Der Wahlkampf wäre jedoch "eine große finanzielle Herausforderung", meinte der Parteichef. Als Budget könnte er maximal 600.000 Euro aufbringen. Das Geld wäre dann eine "Vorlaufinvestition" für den Nationalratswahlkampf, erklärte Bucher am Freitag.
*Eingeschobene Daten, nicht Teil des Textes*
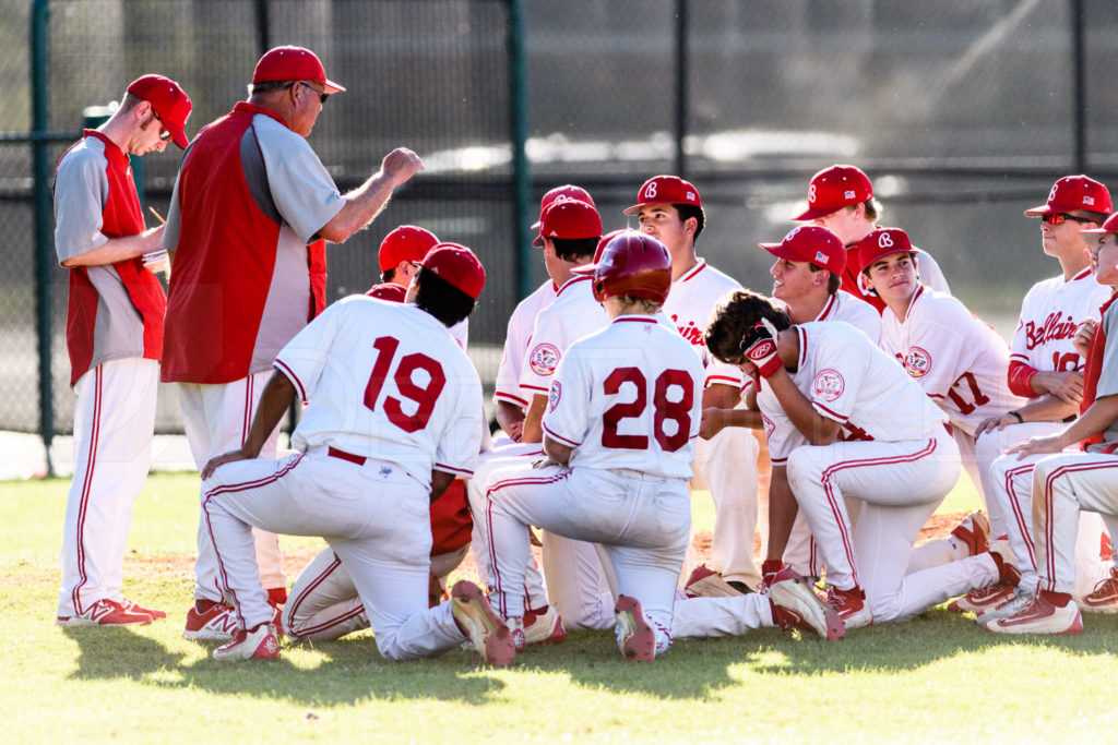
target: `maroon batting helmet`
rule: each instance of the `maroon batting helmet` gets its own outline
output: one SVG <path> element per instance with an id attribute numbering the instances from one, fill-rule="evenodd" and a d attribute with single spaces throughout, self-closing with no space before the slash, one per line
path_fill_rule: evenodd
<path id="1" fill-rule="evenodd" d="M 601 249 L 594 268 L 594 299 L 627 295 L 653 303 L 667 298 L 672 288 L 672 257 L 652 236 L 626 230 Z"/>

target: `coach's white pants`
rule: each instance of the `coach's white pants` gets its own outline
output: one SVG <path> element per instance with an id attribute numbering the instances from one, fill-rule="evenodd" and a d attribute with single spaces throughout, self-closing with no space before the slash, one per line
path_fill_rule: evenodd
<path id="1" fill-rule="evenodd" d="M 788 458 L 827 583 L 861 586 L 875 622 L 910 618 L 997 579 L 988 554 L 907 573 L 920 528 L 958 476 L 958 447 L 946 431 L 904 442 L 805 446 Z M 845 497 L 862 502 L 855 529 Z"/>
<path id="2" fill-rule="evenodd" d="M 1030 437 L 1043 437 L 1054 431 L 1063 429 L 1059 422 L 1032 422 L 1018 424 L 1015 428 L 1023 429 L 1025 439 Z M 1069 456 L 1081 452 L 1078 447 L 1065 450 Z M 1036 557 L 1036 527 L 1034 522 L 1034 510 L 1042 494 L 1033 491 L 1033 469 L 1042 459 L 1050 455 L 1029 456 L 1021 460 L 1017 455 L 1002 456 L 994 461 L 991 467 L 991 493 L 994 499 L 1001 505 L 1002 512 L 1006 515 L 1006 535 L 1010 538 L 1010 547 L 1016 557 L 1016 566 L 1021 570 L 1021 586 L 1029 591 L 1036 588 L 1039 581 Z M 1118 483 L 1115 488 L 1118 489 Z M 1068 592 L 1082 596 L 1089 594 L 1099 580 L 1110 576 L 1110 563 L 1101 560 L 1099 555 L 1100 542 L 1106 533 L 1102 518 L 1096 514 L 1098 510 L 1083 510 L 1079 513 L 1077 520 L 1078 531 L 1071 543 L 1074 552 L 1074 567 L 1077 570 L 1076 588 Z M 1063 591 L 1061 591 L 1063 592 Z"/>
<path id="3" fill-rule="evenodd" d="M 490 479 L 484 519 L 499 613 L 523 615 L 527 526 L 538 525 L 601 544 L 617 592 L 641 602 L 657 652 L 671 646 L 675 582 L 691 531 L 684 481 L 629 470 L 514 467 Z"/>
<path id="4" fill-rule="evenodd" d="M 1100 514 L 1110 537 L 1118 536 L 1118 456 L 1082 451 L 1046 456 L 1032 476 L 1040 589 L 1082 594 L 1076 579 L 1079 514 Z"/>
<path id="5" fill-rule="evenodd" d="M 446 577 L 462 563 L 470 544 L 448 554 L 430 557 L 430 573 L 446 584 Z M 333 641 L 369 628 L 369 614 L 333 548 L 311 560 L 295 582 L 283 606 L 283 628 L 292 639 Z"/>
<path id="6" fill-rule="evenodd" d="M 325 538 L 345 565 L 389 659 L 428 657 L 465 641 L 451 604 L 427 606 L 430 496 L 396 466 L 323 453 L 221 466 L 202 484 L 218 575 L 243 628 L 271 621 L 252 526 Z"/>
<path id="7" fill-rule="evenodd" d="M 178 384 L 182 424 L 199 471 L 210 458 L 244 445 L 256 414 L 256 404 L 259 403 L 260 393 L 269 378 L 272 372 L 259 372 L 219 385 Z M 277 426 L 260 449 L 262 458 L 277 457 L 278 439 Z M 264 586 L 286 588 L 278 538 L 264 531 L 256 531 L 255 538 L 256 562 L 260 567 Z M 195 560 L 195 598 L 214 601 L 221 599 L 214 547 L 201 519 L 198 522 L 198 557 Z"/>
<path id="8" fill-rule="evenodd" d="M 151 466 L 159 363 L 130 357 L 89 370 L 74 386 L 74 480 L 63 525 L 58 615 L 121 599 L 132 504 Z"/>
<path id="9" fill-rule="evenodd" d="M 757 535 L 757 455 L 752 430 L 726 427 L 709 440 L 695 440 L 692 466 L 714 502 L 711 569 L 722 579 L 757 588 L 761 573 L 754 560 Z"/>

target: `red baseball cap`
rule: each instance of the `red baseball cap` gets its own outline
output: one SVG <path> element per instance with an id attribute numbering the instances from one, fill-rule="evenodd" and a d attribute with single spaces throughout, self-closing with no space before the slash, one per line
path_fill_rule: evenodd
<path id="1" fill-rule="evenodd" d="M 552 202 L 540 216 L 540 235 L 532 246 L 542 246 L 544 237 L 600 238 L 601 217 L 591 204 L 577 199 Z"/>
<path id="2" fill-rule="evenodd" d="M 373 285 L 366 295 L 376 297 L 379 300 L 388 300 L 389 303 L 402 303 L 408 296 L 408 288 L 404 285 L 397 285 L 394 281 L 386 281 L 380 285 Z"/>
<path id="3" fill-rule="evenodd" d="M 485 267 L 473 251 L 458 243 L 439 243 L 430 249 L 423 267 L 475 300 L 485 286 Z"/>
<path id="4" fill-rule="evenodd" d="M 1095 179 L 1086 175 L 1065 175 L 1052 185 L 1049 200 L 1040 207 L 1025 210 L 1031 218 L 1055 212 L 1089 210 L 1110 214 L 1110 192 Z"/>
<path id="5" fill-rule="evenodd" d="M 678 175 L 654 175 L 636 192 L 636 204 L 625 210 L 635 214 L 645 204 L 694 204 L 702 207 L 699 190 Z"/>
<path id="6" fill-rule="evenodd" d="M 842 275 L 846 268 L 846 248 L 839 236 L 819 226 L 793 228 L 779 243 L 758 243 L 778 259 L 809 261 L 831 274 Z"/>
<path id="7" fill-rule="evenodd" d="M 1118 232 L 1118 213 L 1108 217 L 1101 228 L 1080 230 L 1079 235 L 1083 237 L 1083 241 L 1087 242 L 1088 246 L 1091 248 L 1098 248 L 1099 243 L 1102 242 L 1102 238 L 1108 232 Z"/>
<path id="8" fill-rule="evenodd" d="M 571 274 L 594 274 L 594 270 L 598 268 L 598 261 L 601 260 L 601 251 L 606 249 L 606 243 L 616 238 L 617 236 L 625 232 L 627 228 L 619 228 L 618 230 L 610 230 L 605 236 L 598 239 L 598 247 L 594 249 L 594 258 L 590 259 L 589 264 L 584 264 L 580 267 L 575 267 L 571 269 Z"/>
<path id="9" fill-rule="evenodd" d="M 190 97 L 179 84 L 162 75 L 144 75 L 129 85 L 129 93 L 151 104 L 163 128 L 171 133 L 171 140 L 179 147 L 189 144 L 187 120 L 190 118 Z"/>
<path id="10" fill-rule="evenodd" d="M 891 254 L 906 252 L 919 254 L 912 248 L 907 232 L 900 228 L 878 228 L 858 241 L 858 270 L 864 271 L 868 266 Z"/>
<path id="11" fill-rule="evenodd" d="M 832 165 L 812 176 L 807 209 L 792 219 L 796 222 L 814 220 L 870 199 L 873 199 L 870 176 L 853 165 Z"/>
<path id="12" fill-rule="evenodd" d="M 423 261 L 427 251 L 437 245 L 438 238 L 430 230 L 401 225 L 380 241 L 380 270 L 395 269 L 400 261 Z"/>
<path id="13" fill-rule="evenodd" d="M 548 193 L 543 194 L 543 199 L 540 200 L 540 220 L 543 219 L 543 210 L 551 207 L 553 202 L 561 202 L 565 199 L 577 199 L 580 202 L 586 202 L 590 207 L 597 207 L 594 203 L 594 198 L 590 197 L 590 192 L 581 187 L 576 187 L 572 183 L 567 183 L 561 187 L 556 187 Z M 540 220 L 537 220 L 532 225 L 532 230 L 540 229 Z"/>
<path id="14" fill-rule="evenodd" d="M 268 49 L 256 63 L 253 83 L 277 80 L 310 80 L 319 83 L 325 93 L 343 93 L 345 88 L 326 77 L 326 68 L 310 49 L 303 47 L 275 47 Z"/>

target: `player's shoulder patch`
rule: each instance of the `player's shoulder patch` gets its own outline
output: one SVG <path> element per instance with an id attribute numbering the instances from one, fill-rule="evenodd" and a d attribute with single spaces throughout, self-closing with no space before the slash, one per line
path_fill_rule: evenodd
<path id="1" fill-rule="evenodd" d="M 842 373 L 837 370 L 825 367 L 815 373 L 815 381 L 812 384 L 812 389 L 815 391 L 815 395 L 823 401 L 830 402 L 837 399 L 846 390 L 846 381 L 843 380 Z"/>
<path id="2" fill-rule="evenodd" d="M 919 346 L 910 346 L 904 355 L 904 372 L 909 378 L 923 378 L 931 372 L 931 354 Z"/>
<path id="3" fill-rule="evenodd" d="M 562 383 L 557 380 L 551 381 L 551 390 L 548 391 L 548 408 L 551 411 L 556 410 L 559 405 L 559 399 L 562 398 Z"/>
<path id="4" fill-rule="evenodd" d="M 541 342 L 532 347 L 528 355 L 528 364 L 537 375 L 547 376 L 555 373 L 559 366 L 559 348 L 555 344 Z"/>

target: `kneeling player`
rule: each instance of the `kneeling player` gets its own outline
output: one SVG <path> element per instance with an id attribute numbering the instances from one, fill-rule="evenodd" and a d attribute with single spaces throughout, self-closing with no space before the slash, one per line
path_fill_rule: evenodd
<path id="1" fill-rule="evenodd" d="M 959 451 L 946 414 L 865 334 L 843 322 L 792 325 L 768 298 L 735 292 L 716 307 L 707 345 L 759 376 L 773 464 L 787 465 L 827 567 L 827 602 L 847 629 L 910 618 L 1015 572 L 984 553 L 906 575 L 920 528 L 958 478 Z M 845 497 L 862 500 L 854 529 Z M 796 510 L 770 495 L 770 522 L 790 527 Z"/>
<path id="2" fill-rule="evenodd" d="M 428 506 L 472 471 L 482 427 L 477 372 L 447 328 L 470 315 L 484 281 L 468 249 L 440 245 L 408 290 L 414 305 L 347 298 L 281 351 L 247 441 L 202 474 L 203 524 L 239 625 L 215 658 L 278 655 L 256 525 L 326 539 L 385 657 L 438 655 L 470 638 L 491 663 L 512 661 L 509 629 L 473 583 L 427 605 Z M 296 392 L 307 402 L 292 436 L 301 452 L 257 459 Z"/>
<path id="3" fill-rule="evenodd" d="M 494 608 L 523 614 L 528 525 L 600 544 L 616 590 L 617 638 L 629 660 L 671 644 L 672 603 L 686 552 L 694 438 L 703 367 L 678 333 L 657 323 L 671 259 L 633 231 L 604 248 L 595 297 L 612 323 L 570 346 L 551 383 L 543 451 L 552 462 L 490 478 Z"/>

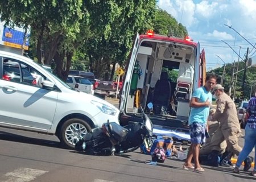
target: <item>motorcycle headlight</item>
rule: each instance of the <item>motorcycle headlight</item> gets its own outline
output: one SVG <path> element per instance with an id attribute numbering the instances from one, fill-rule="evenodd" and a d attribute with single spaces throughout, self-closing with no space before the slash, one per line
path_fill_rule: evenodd
<path id="1" fill-rule="evenodd" d="M 92 104 L 95 105 L 96 107 L 101 110 L 101 111 L 105 114 L 115 115 L 117 113 L 117 111 L 114 108 L 112 108 L 105 104 L 96 101 L 91 101 L 90 102 Z"/>
<path id="2" fill-rule="evenodd" d="M 148 131 L 153 131 L 153 125 L 152 124 L 150 119 L 148 117 L 146 118 L 145 121 L 145 126 Z"/>

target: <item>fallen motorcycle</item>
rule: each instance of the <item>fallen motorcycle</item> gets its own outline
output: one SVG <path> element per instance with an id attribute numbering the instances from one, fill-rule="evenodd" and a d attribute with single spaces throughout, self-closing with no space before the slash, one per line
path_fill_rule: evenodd
<path id="1" fill-rule="evenodd" d="M 153 125 L 141 106 L 140 110 L 142 123 L 130 122 L 122 127 L 108 121 L 101 128 L 86 134 L 76 144 L 75 149 L 88 154 L 114 155 L 134 151 L 145 140 L 151 143 Z"/>

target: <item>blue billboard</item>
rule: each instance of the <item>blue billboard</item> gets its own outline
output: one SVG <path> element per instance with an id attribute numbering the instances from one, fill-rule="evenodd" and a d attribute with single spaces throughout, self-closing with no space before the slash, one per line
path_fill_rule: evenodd
<path id="1" fill-rule="evenodd" d="M 2 40 L 3 44 L 7 46 L 22 48 L 22 45 L 25 50 L 28 49 L 29 34 L 27 34 L 25 37 L 24 32 L 15 30 L 13 28 L 5 27 L 3 29 Z"/>

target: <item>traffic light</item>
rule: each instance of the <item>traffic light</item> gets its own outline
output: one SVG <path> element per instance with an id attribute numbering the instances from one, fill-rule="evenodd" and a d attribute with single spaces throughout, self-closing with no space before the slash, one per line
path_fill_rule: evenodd
<path id="1" fill-rule="evenodd" d="M 243 91 L 241 91 L 240 93 L 240 100 L 243 100 Z"/>

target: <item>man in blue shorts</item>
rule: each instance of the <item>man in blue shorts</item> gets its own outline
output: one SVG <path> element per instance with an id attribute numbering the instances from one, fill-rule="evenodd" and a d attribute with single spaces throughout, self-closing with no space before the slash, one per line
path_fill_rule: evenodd
<path id="1" fill-rule="evenodd" d="M 208 76 L 205 85 L 195 90 L 190 101 L 191 109 L 188 124 L 190 129 L 191 145 L 183 166 L 184 169 L 194 169 L 195 172 L 204 172 L 204 169 L 201 167 L 199 163 L 199 149 L 200 144 L 205 140 L 207 118 L 212 99 L 210 91 L 215 85 L 216 81 L 216 76 L 214 75 Z M 195 167 L 191 164 L 192 158 L 194 160 Z"/>

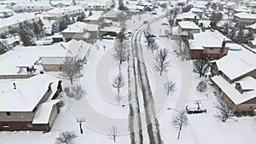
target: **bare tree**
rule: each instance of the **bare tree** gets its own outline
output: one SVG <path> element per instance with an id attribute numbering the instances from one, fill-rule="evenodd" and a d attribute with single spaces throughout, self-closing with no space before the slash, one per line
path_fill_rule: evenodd
<path id="1" fill-rule="evenodd" d="M 120 89 L 124 87 L 125 84 L 125 78 L 122 73 L 119 73 L 113 79 L 112 82 L 112 86 L 118 90 L 118 95 L 120 93 Z"/>
<path id="2" fill-rule="evenodd" d="M 193 72 L 198 73 L 200 78 L 205 75 L 209 67 L 207 58 L 201 57 L 193 61 Z"/>
<path id="3" fill-rule="evenodd" d="M 61 66 L 62 73 L 60 76 L 70 81 L 71 84 L 77 78 L 82 78 L 83 66 L 75 57 L 65 57 Z"/>
<path id="4" fill-rule="evenodd" d="M 178 134 L 177 134 L 177 140 L 178 140 L 183 127 L 185 127 L 186 125 L 189 124 L 186 112 L 185 111 L 181 112 L 177 117 L 173 118 L 172 124 L 175 129 L 178 130 Z"/>
<path id="5" fill-rule="evenodd" d="M 165 89 L 166 91 L 167 95 L 172 95 L 174 93 L 174 91 L 176 90 L 176 84 L 174 82 L 168 81 L 166 82 L 165 84 Z"/>
<path id="6" fill-rule="evenodd" d="M 119 61 L 120 65 L 128 60 L 128 44 L 125 41 L 115 41 L 113 57 L 114 60 Z"/>
<path id="7" fill-rule="evenodd" d="M 160 76 L 162 75 L 162 72 L 166 70 L 166 68 L 170 66 L 170 61 L 167 60 L 168 57 L 168 50 L 167 49 L 160 49 L 157 51 L 157 55 L 154 58 L 155 64 L 154 64 L 154 69 L 156 72 L 160 72 Z"/>
<path id="8" fill-rule="evenodd" d="M 199 92 L 204 92 L 207 90 L 207 84 L 204 80 L 199 82 L 199 84 L 196 87 L 196 90 Z"/>
<path id="9" fill-rule="evenodd" d="M 149 46 L 149 38 L 151 37 L 151 29 L 150 29 L 150 24 L 148 25 L 147 28 L 143 31 L 144 37 L 146 38 L 146 43 L 148 43 L 148 46 Z"/>
<path id="10" fill-rule="evenodd" d="M 115 96 L 115 100 L 118 101 L 119 105 L 120 105 L 120 101 L 123 100 L 123 96 L 120 95 L 120 94 L 118 94 L 116 96 Z"/>
<path id="11" fill-rule="evenodd" d="M 153 54 L 154 50 L 156 50 L 159 49 L 159 46 L 157 45 L 155 39 L 153 37 L 149 37 L 148 40 L 148 49 L 151 50 L 151 53 Z"/>
<path id="12" fill-rule="evenodd" d="M 218 103 L 215 104 L 215 108 L 218 110 L 217 114 L 214 115 L 218 120 L 225 122 L 227 119 L 234 116 L 230 106 L 226 104 L 219 96 L 217 98 Z"/>
<path id="13" fill-rule="evenodd" d="M 178 37 L 177 40 L 177 44 L 178 46 L 178 50 L 176 50 L 176 55 L 181 57 L 182 60 L 184 60 L 185 58 L 189 55 L 189 51 L 186 48 L 185 43 L 181 37 Z"/>
<path id="14" fill-rule="evenodd" d="M 174 8 L 173 9 L 170 10 L 169 14 L 168 14 L 168 23 L 170 26 L 170 29 L 171 29 L 171 34 L 172 34 L 172 27 L 175 24 L 175 19 L 178 14 L 178 9 L 177 8 Z"/>
<path id="15" fill-rule="evenodd" d="M 108 134 L 109 137 L 111 140 L 113 141 L 113 142 L 115 142 L 116 141 L 116 137 L 118 135 L 118 130 L 116 126 L 112 126 L 111 128 L 109 128 L 109 134 Z"/>
<path id="16" fill-rule="evenodd" d="M 126 30 L 126 20 L 127 20 L 127 15 L 125 12 L 121 11 L 119 15 L 119 20 L 120 21 L 120 26 L 122 32 L 124 33 L 125 31 Z"/>
<path id="17" fill-rule="evenodd" d="M 56 137 L 55 144 L 73 144 L 73 141 L 78 135 L 72 131 L 65 131 Z"/>

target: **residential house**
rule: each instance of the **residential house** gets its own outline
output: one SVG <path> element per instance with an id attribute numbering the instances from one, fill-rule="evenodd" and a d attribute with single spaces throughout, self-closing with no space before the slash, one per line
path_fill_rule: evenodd
<path id="1" fill-rule="evenodd" d="M 191 8 L 190 12 L 197 14 L 200 18 L 202 17 L 202 14 L 204 13 L 204 11 L 202 9 L 198 9 L 198 8 Z"/>
<path id="2" fill-rule="evenodd" d="M 90 52 L 91 44 L 82 40 L 72 39 L 67 43 L 58 43 L 53 45 L 52 50 L 56 54 L 44 54 L 39 58 L 40 64 L 43 65 L 44 71 L 60 72 L 65 57 L 76 57 L 80 62 L 86 62 L 87 56 Z"/>
<path id="3" fill-rule="evenodd" d="M 6 19 L 0 19 L 0 35 L 8 34 L 11 30 L 19 28 L 20 23 L 32 24 L 39 20 L 40 18 L 34 13 L 20 13 Z"/>
<path id="4" fill-rule="evenodd" d="M 0 5 L 0 18 L 7 18 L 14 15 L 14 10 L 5 5 Z"/>
<path id="5" fill-rule="evenodd" d="M 78 5 L 82 5 L 85 10 L 107 11 L 112 6 L 111 0 L 86 0 L 78 1 Z"/>
<path id="6" fill-rule="evenodd" d="M 69 25 L 67 28 L 61 32 L 65 42 L 71 39 L 84 40 L 93 43 L 98 37 L 99 26 L 95 24 L 86 24 L 76 22 Z"/>
<path id="7" fill-rule="evenodd" d="M 55 8 L 47 11 L 44 15 L 45 20 L 61 20 L 65 15 L 75 16 L 84 13 L 84 9 L 81 6 L 68 6 L 65 8 Z"/>
<path id="8" fill-rule="evenodd" d="M 182 13 L 177 15 L 176 24 L 177 25 L 179 21 L 193 21 L 195 24 L 198 24 L 199 20 L 200 18 L 196 14 L 192 12 Z"/>
<path id="9" fill-rule="evenodd" d="M 227 41 L 230 40 L 218 31 L 194 33 L 193 39 L 189 40 L 190 57 L 193 60 L 201 56 L 220 59 L 228 53 Z"/>
<path id="10" fill-rule="evenodd" d="M 248 26 L 247 28 L 249 29 L 249 31 L 252 31 L 253 32 L 253 33 L 256 33 L 256 22 L 253 25 Z"/>
<path id="11" fill-rule="evenodd" d="M 256 22 L 256 14 L 237 13 L 234 14 L 233 21 L 243 25 L 252 25 Z"/>
<path id="12" fill-rule="evenodd" d="M 106 12 L 103 14 L 103 18 L 108 19 L 108 20 L 113 20 L 113 21 L 119 21 L 119 14 L 121 13 L 124 13 L 125 15 L 127 15 L 127 14 L 125 12 L 123 12 L 121 10 L 111 9 L 111 10 Z"/>
<path id="13" fill-rule="evenodd" d="M 249 42 L 248 46 L 251 47 L 252 49 L 256 49 L 256 40 Z"/>
<path id="14" fill-rule="evenodd" d="M 237 14 L 237 13 L 250 13 L 250 10 L 248 10 L 247 9 L 236 8 L 234 9 L 233 14 Z"/>
<path id="15" fill-rule="evenodd" d="M 36 12 L 36 11 L 48 11 L 53 7 L 49 3 L 22 3 L 13 6 L 15 12 Z"/>
<path id="16" fill-rule="evenodd" d="M 60 110 L 61 85 L 53 76 L 0 81 L 0 130 L 49 131 Z"/>
<path id="17" fill-rule="evenodd" d="M 177 23 L 181 33 L 188 32 L 188 34 L 199 33 L 201 28 L 193 21 L 180 21 Z"/>
<path id="18" fill-rule="evenodd" d="M 235 66 L 234 66 L 235 64 Z M 212 81 L 233 112 L 256 109 L 256 55 L 247 49 L 230 54 L 212 64 Z"/>
<path id="19" fill-rule="evenodd" d="M 88 11 L 86 11 L 88 12 Z M 87 18 L 84 19 L 83 22 L 87 24 L 95 24 L 95 25 L 101 25 L 102 22 L 102 11 L 91 11 L 92 15 L 88 16 Z M 86 14 L 86 15 L 89 15 L 89 12 Z"/>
Derzeit verfüge das BZÖ über ein Ansparungsprogramm für die nächste Nationalratswahl und aus diesem Topf müsste das Geld herausgenommen werden. "Inwieweit wir das Geld jetzt schon in die Hand nehmen wollen, müssen wir noch überlegen", so der Parteichef. Nun müsse genau abgewogen werden, ob sich das riskante Unternehmen lohne. Seine Chancen gegen Amtsinhaber Heinz Fischer schätzt er jedenfalls realistisch ein: "Das kann ja nur ein kleines Etappenziel auf dem Weg hin zu einer guten Nationalratswahl sein."
Bucher schielt auf bürgerliche Wähler
Generell würde Bucher im Präsidentschaftswahlkampf eine politische Diskussion zu diesem Amt führen wollen. So sei etwa darüber zu sprechen, an welchen Staatsorgangen Veränderungen vorzunehmen sind. Auch möchte er darauf hinweisen, wie "unsinnig" die vielen Verwaltungsebenen sind. "Das wäre mein Motiv anzutreten", so Bucher. Nachdem am Donnerstag ÖVP und Grüne ihren Verzicht auf ein Antreten bekanntgegeben haben, könnte sich das BZÖ vorstellen, die bürgerlichen Wähler anzusprechen. Eine Kandidatur würde sich für Bucher "anbieten", meinte er.